Hello, I am having trouble generating posterior predictions using posterior_survfit(). I am trying to use a new data frame, but it is not using the new data frame and instead is using values from the dataset I used to fit the model. The fitted variables in the model are New.Treatment (6 treatments = categorical), Openness (a continuous light index min= 2.22, mean= 6.903221 and max=10.54), subplot_by_site(categorical-720 sites), New.Species.name(categorical- 165 species). My new data frame has 94 rows and the posterior_survfit() is giving me 3017800 rows. Help, please!
head(nd)
New.Treatment Openness
1 BE 5
2 BE 6
3 BE 7
4 BE 8
5 BE 9
6 BE 10
fit= stan_surv(formula = Surv(days, Status_surv) ~ New.Treatment*Openness + (1 |subplot_by_site)+(1|New.Species.name),
data = dataset,
basehaz = "weibull",
chains=4,
iter = 2000,
cores =4 )
Post=posterior_survfit(fit, type="surv",
newdata=nd5)
head(Post)
id cond_time time median ci_lb ci_ub
1 1 NA 62.0000 0.9626 0.9623 1.0000
2 1 NA 69.1313 0.9603 0.9600 0.9997
3 1 NA 76.2626 0.9581 0.9579 0.9696
4 1 NA 83.3939 0.9561 0.9557 0.9665
5 1 NA 90.5253 0.9541 0.9537 0.9545
6 1 NA 97.6566 0.9522 0.9517 0.9526
#here some sample data set to replicate my problem
library(rstanarm)
data_NHN<- expand.grid(New.Treatment = c("A","B","C"), Openness = c(seq(2, 11, by=0.15)))

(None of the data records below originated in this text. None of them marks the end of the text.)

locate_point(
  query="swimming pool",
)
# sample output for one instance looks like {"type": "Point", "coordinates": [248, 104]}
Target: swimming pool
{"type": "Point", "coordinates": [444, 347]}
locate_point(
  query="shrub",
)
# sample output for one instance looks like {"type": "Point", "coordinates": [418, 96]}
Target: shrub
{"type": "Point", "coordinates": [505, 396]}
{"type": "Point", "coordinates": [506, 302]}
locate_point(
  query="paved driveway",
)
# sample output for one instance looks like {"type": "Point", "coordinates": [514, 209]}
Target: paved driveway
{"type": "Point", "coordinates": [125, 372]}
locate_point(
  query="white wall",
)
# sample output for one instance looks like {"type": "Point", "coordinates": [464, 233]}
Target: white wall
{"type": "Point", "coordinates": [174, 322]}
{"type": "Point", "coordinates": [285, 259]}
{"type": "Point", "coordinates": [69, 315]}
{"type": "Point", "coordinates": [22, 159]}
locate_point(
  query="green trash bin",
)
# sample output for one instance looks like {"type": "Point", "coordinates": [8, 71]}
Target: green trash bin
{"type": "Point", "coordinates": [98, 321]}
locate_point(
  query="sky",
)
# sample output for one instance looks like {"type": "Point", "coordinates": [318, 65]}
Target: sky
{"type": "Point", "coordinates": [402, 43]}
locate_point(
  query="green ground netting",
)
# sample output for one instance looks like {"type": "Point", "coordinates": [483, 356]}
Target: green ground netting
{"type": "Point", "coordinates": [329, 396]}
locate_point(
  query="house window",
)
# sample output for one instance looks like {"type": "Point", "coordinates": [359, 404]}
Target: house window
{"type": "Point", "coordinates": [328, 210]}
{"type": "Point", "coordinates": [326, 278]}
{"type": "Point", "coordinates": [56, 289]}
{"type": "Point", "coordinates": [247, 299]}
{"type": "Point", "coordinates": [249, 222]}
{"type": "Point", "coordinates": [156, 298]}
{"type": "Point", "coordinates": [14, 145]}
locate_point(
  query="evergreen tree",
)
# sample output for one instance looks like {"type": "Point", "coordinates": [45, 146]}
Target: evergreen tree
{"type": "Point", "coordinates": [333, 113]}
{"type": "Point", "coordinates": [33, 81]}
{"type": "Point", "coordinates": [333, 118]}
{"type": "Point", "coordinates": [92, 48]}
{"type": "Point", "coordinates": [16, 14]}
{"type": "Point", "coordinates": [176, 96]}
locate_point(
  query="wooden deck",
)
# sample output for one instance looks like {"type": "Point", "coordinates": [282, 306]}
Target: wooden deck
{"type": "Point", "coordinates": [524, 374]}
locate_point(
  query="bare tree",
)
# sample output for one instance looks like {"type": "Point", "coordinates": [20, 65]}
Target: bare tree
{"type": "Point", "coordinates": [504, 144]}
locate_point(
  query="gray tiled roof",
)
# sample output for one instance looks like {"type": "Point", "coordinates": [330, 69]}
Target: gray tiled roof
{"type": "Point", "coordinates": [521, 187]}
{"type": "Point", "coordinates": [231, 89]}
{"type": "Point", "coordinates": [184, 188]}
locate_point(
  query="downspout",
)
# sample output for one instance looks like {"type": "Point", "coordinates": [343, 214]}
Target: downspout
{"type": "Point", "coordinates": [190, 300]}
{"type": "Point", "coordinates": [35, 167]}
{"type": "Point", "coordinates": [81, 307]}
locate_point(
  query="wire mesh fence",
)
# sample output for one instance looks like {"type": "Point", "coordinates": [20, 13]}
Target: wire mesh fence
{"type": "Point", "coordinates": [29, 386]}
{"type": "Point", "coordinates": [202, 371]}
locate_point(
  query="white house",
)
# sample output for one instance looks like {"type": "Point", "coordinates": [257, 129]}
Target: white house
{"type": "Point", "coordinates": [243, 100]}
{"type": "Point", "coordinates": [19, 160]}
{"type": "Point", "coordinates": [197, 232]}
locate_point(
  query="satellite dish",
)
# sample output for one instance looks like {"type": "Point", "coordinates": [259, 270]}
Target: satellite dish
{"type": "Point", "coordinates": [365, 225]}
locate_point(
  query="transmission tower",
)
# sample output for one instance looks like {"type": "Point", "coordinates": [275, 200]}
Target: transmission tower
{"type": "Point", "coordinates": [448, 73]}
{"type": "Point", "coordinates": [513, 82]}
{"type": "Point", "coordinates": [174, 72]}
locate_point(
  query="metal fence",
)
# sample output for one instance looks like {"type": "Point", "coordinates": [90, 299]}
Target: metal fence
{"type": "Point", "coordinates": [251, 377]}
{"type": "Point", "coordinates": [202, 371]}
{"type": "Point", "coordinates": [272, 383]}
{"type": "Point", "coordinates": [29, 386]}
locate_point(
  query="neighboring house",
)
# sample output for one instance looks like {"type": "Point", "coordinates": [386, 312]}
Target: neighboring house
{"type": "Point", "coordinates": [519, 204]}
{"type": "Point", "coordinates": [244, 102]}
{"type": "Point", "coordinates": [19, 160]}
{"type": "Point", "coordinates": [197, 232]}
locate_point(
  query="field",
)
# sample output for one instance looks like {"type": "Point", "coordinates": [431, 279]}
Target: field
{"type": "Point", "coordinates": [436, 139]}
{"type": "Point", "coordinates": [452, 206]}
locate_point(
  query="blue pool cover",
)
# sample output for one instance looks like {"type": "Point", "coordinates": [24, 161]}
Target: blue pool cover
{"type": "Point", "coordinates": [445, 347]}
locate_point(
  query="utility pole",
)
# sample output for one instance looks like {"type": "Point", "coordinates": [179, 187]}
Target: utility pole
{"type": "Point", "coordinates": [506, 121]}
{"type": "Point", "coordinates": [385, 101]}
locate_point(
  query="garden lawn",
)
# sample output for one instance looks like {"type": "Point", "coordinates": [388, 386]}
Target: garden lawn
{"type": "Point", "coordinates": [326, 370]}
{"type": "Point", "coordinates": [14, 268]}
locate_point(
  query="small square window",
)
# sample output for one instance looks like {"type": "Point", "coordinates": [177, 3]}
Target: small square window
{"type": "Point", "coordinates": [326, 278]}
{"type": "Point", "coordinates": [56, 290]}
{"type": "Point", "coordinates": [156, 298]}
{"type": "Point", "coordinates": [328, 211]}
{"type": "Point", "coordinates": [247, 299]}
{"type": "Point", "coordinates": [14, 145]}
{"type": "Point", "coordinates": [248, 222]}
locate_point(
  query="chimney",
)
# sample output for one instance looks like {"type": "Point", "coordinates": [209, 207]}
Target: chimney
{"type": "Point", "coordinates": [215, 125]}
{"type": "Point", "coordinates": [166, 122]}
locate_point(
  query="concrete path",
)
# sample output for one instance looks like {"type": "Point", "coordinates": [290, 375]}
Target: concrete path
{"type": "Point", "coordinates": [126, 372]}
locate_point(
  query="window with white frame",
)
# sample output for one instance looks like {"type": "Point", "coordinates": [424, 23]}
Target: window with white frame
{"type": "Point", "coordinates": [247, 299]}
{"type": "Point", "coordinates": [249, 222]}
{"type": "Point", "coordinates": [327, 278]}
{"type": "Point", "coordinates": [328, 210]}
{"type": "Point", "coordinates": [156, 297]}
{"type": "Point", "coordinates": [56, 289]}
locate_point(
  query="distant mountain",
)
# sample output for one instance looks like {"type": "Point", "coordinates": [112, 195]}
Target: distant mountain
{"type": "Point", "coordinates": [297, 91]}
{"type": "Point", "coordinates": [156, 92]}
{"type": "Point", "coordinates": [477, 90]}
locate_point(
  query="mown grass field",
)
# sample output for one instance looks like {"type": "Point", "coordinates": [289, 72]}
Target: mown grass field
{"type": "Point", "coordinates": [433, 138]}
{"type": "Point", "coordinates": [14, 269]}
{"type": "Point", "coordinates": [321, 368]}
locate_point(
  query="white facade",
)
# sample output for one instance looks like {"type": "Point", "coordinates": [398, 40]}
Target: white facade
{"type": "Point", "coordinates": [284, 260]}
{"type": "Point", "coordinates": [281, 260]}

data_NHN$subplot_by_site=c(rep("P1",63),rep("P2",60),rep("P3",60))
data_NHN$Status_surv=sample(0:1,183, replace=TRUE)
data_NHN$New.Species.name=c(rep("sp1",10),rep("sp2",40),rep("sp1",80),rep("sp2",20),rep("sp1",33))
data_NHN$days=sample(10, size = nrow(data_NHN), replace = TRUE)
nd_t<- expand.grid(New.Treatment = c("A","B","C"), Openness = c(seq(2, 11, by=1)))
mod= stan_surv(formula = Surv(days, Status_surv) ~ New.Treatment+Openness + (1 |subplot_by_site)+(1|New.Species.name),
data =data_NHN,
basehaz = "weibull",
chains=4,
iter = 30,
cores =4)
summary(mod)
pos=posterior_survfit(mod, type="surv",
newdataEvent=nd_t,
times = 0)
head(pos)
# I am interested in predicting values for specific Openess values (nd_t=20 rows)but I am getting instead values for each point in time (pos=18300rows) .
- Operating System: Mac OS Catalina 10.15.6
- R version: 4.0
- rstan version: 2.21.2
- rstanarm Version: rstanarm_2.21.2
Any suggestions on why is it not working. it’s not clear how to give some sort of plot of the effects of one variable in the interaction as the other changes and the associated uncertainty (i.e. a marginal effects plot). TIA.